Every bump and dip in the road brings tears of pain to my eyes. I feel every bruise, the throbbing in my leg, and the tenderness in my ribs. My head aches too, and that seems worse than all the rest.
By the time we get home, I hurt so much that my father carries me up to my room. I hadn’t thought about stairs, and I’m in no shape to think about them right now. I wrap my arms around my father and hope that I’m not going to throw up from pain. Right now, I’m beyond willing to take one of those stupid brain-blurring pills. If I don’t, I’m not sure I’ll be able to sleep. My leg feels like it has a pulse of its own, and my head hurts to the point that vomiting seems like a distinct possibility.
Once I’m settled with the medicine in hand, I realize how much softer my bed is. I’d adjusted to the hospital bed, but now that I’m home, I’m grateful to be on my absurdly soft mattress with my down comforter and stack of pillows.
My mother fusses around me until my father convinces her that what I need most is a nap. It’s a little disconcerting seeing them like this, but between the pills and general exhaustion, I’m not going to be able to stay awake to ponder it. “I’m okay,” I assure them. “Really. I’m fine.”
My father says nothing, but my mother tucks the covers around me like I’m a small child and says, “We’ll be downstairs. Text if you need us for anything.”

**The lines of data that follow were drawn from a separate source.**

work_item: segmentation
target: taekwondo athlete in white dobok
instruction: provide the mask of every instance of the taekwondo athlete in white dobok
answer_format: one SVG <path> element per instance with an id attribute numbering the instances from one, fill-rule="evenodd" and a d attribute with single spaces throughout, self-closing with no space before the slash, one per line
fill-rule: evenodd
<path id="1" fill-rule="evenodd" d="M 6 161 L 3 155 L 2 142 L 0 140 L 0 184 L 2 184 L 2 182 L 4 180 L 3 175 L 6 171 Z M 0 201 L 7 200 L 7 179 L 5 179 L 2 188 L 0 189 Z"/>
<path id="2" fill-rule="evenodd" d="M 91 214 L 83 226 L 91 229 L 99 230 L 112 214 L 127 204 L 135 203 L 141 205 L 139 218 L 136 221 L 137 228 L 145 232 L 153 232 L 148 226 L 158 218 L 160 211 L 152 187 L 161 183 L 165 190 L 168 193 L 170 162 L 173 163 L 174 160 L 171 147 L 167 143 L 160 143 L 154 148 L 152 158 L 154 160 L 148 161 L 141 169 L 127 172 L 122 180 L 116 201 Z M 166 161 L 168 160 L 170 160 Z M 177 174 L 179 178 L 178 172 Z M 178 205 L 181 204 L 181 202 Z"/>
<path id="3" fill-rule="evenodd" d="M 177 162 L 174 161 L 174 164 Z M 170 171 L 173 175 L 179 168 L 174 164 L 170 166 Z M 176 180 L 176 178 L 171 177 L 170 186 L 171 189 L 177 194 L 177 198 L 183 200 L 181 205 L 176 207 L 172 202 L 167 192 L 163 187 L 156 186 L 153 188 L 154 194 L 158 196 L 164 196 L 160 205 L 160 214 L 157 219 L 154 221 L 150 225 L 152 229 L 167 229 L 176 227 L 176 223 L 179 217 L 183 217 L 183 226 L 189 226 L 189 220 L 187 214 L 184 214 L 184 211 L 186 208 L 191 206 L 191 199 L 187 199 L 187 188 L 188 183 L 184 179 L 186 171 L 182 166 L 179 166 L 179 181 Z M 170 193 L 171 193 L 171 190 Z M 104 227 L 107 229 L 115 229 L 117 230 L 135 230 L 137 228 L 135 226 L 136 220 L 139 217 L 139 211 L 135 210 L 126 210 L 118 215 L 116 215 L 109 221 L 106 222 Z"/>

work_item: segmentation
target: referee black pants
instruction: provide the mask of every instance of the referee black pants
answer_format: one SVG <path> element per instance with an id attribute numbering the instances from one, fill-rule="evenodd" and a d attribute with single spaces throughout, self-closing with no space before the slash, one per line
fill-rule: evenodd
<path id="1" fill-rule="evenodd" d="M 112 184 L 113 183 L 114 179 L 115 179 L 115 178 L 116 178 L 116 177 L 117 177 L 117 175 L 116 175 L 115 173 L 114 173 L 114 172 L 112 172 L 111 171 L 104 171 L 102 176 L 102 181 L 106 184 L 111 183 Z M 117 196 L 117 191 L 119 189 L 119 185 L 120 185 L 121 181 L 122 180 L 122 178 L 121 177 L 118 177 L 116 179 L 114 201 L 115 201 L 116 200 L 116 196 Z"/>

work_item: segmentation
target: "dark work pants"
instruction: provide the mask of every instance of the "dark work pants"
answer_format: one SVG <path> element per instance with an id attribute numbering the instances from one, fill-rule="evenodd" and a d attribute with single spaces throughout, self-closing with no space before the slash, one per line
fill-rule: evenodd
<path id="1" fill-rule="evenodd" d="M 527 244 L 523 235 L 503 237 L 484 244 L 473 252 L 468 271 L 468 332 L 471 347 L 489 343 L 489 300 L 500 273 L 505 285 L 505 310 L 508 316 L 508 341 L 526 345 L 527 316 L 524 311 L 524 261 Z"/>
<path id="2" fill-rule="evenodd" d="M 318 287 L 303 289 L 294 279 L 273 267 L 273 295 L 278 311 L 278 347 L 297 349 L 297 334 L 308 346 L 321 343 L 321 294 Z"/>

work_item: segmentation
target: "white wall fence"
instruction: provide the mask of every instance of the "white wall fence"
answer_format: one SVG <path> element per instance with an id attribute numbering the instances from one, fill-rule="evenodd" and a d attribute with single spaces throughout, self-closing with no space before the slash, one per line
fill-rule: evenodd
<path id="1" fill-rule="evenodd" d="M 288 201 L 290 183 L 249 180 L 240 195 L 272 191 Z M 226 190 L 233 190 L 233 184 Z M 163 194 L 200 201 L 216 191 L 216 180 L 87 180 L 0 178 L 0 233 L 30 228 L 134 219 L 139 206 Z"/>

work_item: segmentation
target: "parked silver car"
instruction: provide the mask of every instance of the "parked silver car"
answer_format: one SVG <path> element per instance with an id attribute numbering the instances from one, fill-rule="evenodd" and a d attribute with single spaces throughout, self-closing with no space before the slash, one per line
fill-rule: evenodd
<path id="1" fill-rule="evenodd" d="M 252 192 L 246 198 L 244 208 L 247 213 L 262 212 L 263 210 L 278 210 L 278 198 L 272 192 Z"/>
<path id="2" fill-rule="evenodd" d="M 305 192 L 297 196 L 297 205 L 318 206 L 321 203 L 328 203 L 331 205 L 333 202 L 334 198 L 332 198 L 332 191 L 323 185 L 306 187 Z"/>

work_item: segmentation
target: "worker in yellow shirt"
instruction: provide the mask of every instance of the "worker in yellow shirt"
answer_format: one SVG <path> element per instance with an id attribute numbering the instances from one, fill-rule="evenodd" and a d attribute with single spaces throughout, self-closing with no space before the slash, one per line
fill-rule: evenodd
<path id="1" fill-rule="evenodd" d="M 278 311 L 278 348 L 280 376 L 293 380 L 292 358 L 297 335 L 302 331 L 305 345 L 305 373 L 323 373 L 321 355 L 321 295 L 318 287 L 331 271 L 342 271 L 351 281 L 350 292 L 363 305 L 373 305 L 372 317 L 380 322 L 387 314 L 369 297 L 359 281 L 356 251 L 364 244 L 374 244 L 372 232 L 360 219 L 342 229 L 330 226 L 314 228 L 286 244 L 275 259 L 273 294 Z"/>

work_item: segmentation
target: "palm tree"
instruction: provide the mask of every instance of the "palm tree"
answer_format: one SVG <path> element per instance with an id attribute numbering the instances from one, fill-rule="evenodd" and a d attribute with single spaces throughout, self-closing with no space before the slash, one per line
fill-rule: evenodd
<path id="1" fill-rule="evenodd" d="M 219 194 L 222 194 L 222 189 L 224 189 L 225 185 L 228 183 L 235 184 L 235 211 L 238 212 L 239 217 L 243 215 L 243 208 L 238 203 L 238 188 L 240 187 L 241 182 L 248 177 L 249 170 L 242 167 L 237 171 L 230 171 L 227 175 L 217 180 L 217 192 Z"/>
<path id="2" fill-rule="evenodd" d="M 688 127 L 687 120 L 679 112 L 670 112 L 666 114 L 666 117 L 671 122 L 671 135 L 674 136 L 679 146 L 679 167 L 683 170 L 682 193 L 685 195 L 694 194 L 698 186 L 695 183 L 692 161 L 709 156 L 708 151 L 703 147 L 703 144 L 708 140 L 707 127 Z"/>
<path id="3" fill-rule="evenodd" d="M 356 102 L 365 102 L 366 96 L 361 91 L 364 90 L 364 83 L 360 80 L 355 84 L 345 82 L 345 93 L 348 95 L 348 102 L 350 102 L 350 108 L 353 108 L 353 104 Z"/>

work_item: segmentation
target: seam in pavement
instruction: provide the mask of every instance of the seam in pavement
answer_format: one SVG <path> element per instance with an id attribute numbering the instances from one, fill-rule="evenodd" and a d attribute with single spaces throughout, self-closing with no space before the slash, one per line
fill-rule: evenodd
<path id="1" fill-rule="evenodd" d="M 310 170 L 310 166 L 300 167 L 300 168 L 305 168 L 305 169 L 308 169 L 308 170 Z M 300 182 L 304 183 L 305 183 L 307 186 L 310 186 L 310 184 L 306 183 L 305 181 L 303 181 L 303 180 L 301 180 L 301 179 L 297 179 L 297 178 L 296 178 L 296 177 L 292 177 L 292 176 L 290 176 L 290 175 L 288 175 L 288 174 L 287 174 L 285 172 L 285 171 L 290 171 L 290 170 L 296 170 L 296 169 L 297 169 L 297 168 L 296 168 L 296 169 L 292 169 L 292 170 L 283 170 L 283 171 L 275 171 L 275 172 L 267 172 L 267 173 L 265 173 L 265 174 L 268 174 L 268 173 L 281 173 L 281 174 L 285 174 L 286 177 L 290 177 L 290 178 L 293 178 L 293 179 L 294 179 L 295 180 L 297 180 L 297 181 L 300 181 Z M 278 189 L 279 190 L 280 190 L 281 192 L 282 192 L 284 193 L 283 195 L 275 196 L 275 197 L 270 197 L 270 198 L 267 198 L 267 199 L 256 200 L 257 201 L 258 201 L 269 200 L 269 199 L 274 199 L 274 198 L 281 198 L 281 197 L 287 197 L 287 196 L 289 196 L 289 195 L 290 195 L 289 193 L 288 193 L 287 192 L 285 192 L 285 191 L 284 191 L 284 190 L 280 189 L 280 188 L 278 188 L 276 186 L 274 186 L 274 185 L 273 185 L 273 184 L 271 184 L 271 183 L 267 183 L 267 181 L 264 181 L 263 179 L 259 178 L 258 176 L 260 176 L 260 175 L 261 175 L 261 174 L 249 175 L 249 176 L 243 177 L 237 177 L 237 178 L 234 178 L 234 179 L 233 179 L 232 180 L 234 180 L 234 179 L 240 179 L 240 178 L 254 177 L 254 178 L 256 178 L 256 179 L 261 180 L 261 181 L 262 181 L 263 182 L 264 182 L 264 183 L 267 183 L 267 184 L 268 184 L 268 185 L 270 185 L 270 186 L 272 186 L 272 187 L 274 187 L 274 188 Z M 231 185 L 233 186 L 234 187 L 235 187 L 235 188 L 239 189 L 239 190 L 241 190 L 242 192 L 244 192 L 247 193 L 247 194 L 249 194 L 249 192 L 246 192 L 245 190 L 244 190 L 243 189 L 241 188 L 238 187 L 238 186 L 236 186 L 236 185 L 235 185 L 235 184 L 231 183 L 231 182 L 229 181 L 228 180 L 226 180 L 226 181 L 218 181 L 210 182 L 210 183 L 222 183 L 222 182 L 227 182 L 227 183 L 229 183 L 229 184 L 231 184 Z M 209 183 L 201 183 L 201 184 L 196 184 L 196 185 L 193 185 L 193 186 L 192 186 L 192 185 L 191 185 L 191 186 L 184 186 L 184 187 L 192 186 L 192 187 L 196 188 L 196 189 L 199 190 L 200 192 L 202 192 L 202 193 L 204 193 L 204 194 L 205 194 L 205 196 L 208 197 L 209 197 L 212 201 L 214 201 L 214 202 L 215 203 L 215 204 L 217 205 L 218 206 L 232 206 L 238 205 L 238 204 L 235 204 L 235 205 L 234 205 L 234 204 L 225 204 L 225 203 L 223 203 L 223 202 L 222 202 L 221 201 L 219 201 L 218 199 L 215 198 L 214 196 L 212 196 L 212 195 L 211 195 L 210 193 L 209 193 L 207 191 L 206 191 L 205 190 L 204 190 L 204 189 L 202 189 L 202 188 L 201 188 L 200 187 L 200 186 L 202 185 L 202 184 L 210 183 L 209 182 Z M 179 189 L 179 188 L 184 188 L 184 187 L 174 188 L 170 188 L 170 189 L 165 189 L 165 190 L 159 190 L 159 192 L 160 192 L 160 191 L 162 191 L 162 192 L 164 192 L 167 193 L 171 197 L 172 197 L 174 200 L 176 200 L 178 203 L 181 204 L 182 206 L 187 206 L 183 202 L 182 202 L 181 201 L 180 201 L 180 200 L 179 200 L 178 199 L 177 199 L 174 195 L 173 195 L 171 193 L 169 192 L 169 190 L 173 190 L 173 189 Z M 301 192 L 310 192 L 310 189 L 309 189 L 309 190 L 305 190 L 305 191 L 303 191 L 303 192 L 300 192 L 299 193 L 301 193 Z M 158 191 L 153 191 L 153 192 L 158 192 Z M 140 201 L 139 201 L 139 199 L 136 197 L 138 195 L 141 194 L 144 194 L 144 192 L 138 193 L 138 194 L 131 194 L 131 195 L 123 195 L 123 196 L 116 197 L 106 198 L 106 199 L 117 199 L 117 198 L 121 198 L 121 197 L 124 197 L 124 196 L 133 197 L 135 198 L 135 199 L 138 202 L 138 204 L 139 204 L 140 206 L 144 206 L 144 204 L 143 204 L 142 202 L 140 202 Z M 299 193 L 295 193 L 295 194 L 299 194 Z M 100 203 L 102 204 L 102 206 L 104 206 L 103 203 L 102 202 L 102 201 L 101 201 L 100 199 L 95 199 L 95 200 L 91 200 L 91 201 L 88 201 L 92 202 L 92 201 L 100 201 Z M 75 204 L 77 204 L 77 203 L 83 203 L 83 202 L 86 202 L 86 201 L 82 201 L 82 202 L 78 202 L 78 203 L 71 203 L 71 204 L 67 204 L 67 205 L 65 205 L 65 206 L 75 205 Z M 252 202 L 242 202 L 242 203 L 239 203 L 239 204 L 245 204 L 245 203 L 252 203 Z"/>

And that’s all there is before I’m asleep.
DAY 10: “THE STALKER”
Judge
I DRIVE PAST HER house as I have for months, not so often that anyone would notice, but frequently enough to keep myself calm. Seeing a glimpse of her has always filled me with a sort of peace that is too hard to find. These past days while she was in the hospital, I had to pretend that she was inside, that there was a chance she could come to the window. Sometimes, though, I had to drive to the hospital in Durham. Being so far away from her for this many days has been more difficult than I could’ve imagined. I’m glad she didn’t die. I’m not sure how I’ll cope if she still has to die. The fear of her loss cripples me briefly, and I know that I have to do a good job. She has to understand the messages, and she has to obey them. Anything less will mean I have to finish killing her. I don’t want that. I’ve never wanted that. She’s made for me, my perfect match.
“And I was made for you,” I tell her as I glance at the window of her room.
The curtains are pulled, and she’s on crutches now, so I know she’s not going to see me, but surely she feels my presence out here. Surely, she feels calmed by my closeness even if she doesn’t know why. I imagine it, picturing her face turning toward the window in awe.
I do this for both of us. No one will ever know her the way I do.
They talk about her at school, repeating every detail as if They know her. I listen. It’s all I can do right now. Eventually, They’ll all find out about us, and They’ll remember me listening quietly while They guessed and pretended to know things. They’ll be ashamed at how They discussed the night I almost sacrificed her. They know nothing. No one does.